Some practical tips

If you have read some of the posts on this blog, I hope you are now even more interested to have your own similar experiences in nature. But even though mindfulness is an oft used term and is practised by a growing number of people, it can be difficult to know where to start.

So here are some simple suggestions of activities you could have a go at yourself or with others. They are designed to help you ground your attention in the here and now,  explore your senses and notice more of the ever active nature around you.

I have gathered these nine ideas from a mix of my own experience, as well as following the guidance of others, notably the work of Natural Change, Wilderness Foundation UK and a book by Paula Peeters ('Make a date with nature'). All have been shared and road-tested with groups I have facilitated since. 

Let me know how you get on!

A moment soaking in the last sun and the sounds of the sea.


1.       Contour drawing. Find a spot to sit or stand that captures your curiosity. Pick a starting point (a leaf, rock, tree, distant field etc) and draw every detail you see but without looking at the page and without taking your pen or pencil off the page. Instead keeping your eyes fixed on the object and see what you notice.

2.       Flowing stream. Again, find a spot to sit or stand that captures your curiosity. Choose your first sentence and then write continuously for 5 minutes to see what you find. Ideally this will be about the place you are in and what you can see, hear, smell, feel or taste. But if your mind wanders that can be insightful too...

3.       Question and answer. Have a conversation with a natural object - out loud or in your head. Ask questions and consider answers: how old are you? What are you called? How did you get here? Why are you that colour? And so on. Be non-judgemental, but simply curious in working through these questions. They will help you observe more.

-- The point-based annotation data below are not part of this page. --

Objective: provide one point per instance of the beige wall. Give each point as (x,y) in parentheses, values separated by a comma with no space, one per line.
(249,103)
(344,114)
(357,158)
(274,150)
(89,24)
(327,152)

4.       Getting to know a tree. Find a partner for this exercise (it works well within groups) and a location with lots of different trees. One of you is blindfolded, while the other guides. Setting off from a shared starting point, the guide takes their blindfolded partner on a winding walk before choosing a tree. The blindfolded person then sets about getting to know that tree in all ways but sight. When ready, the guide leads their partner back to the starting point (again, a winding route is good). Then the blindfold is removed and that person has to find their tree. Then swap roles and do it again! Please be trusting and trustworthy with each other - be mindful of the obstacles that might hinder the blindfolded person in particular!

5.       Slow walk. A simple but effective experience for groups. Start in a circle, take deep breaths together to build a calmness and establish silence. The leader leaves the circle and starts walking at a slow pace. One by one the others follow leaving 10-15 paces between them and the person in front.  After a meandering path for a few minutes, the leader turns and pauses, and the group reforms the circle again. After a few moments of silence there, the leader walks off again at a slower pace. Again, reform, pause, then the leader leaves at an even slower pace. Reform, pause, silence broken, and then the group can discuss what they noticed along the way.

6.       What you see. One for pairs. One leads first, the other follows a few steps behind. The leader finds a spot, scene or object that instinctively appeals to them and pauses. After a moment, the follower asks “what do you see?” The leader replies with whatever they see before them – literal or metaphorical, whatever comes to mind. The follower asks again, until it they get the sense there is nothing more to say. Then the follower asks “What does that tell you?”, again until this feels fully explored. Then, as a discussion starter, the follower asks “what did you get from this?” The pair can then swap and discuss between them how they found the experience.

A group of my colleagues finding a spot to have a conversation with something that captures their curiosity. 

A group of my colleagues finding a spot to have a conversation with something that captures their curiosity. 


7.       Accidental poem. Find a spot by yourself. After some time to familiarise yourself with your surroundings, write down whatever words that come to mind (about your surroundings) over a period of around 5 mins. The words can be random and scattered. Then on your own or combined in pairs or threes, bring all your words together and try to weave sentences together from them. If you like, link all those sentences together into a poem or piece of prose.

8.       Treasure hunt. Set off on your own slow walk. As well as enjoying your surroundings in any way you wish, your goal is to find something big, something small, something hard, something soft, something furry, prickly, rough, smooth, simple, complex, humble, proud, shy, bold, quiet, loud… or whatever properties you wish to set at the outset. If you are in a group, share what you have found at the end with each. Again, this gives you cause to be curious and observant.

9.       Listening. Find a spot and listen carefully for a good five or so minutes. Try to distinguish as many different sounds as possible. Ask yourself: what are they? From which direction? Near or far? For a deeper experience, try this with your eyes closed and start with five slow, deep breaths. At the end of the five minutes (or so) open your eyes and write down all you heard. If in a group, share with each other.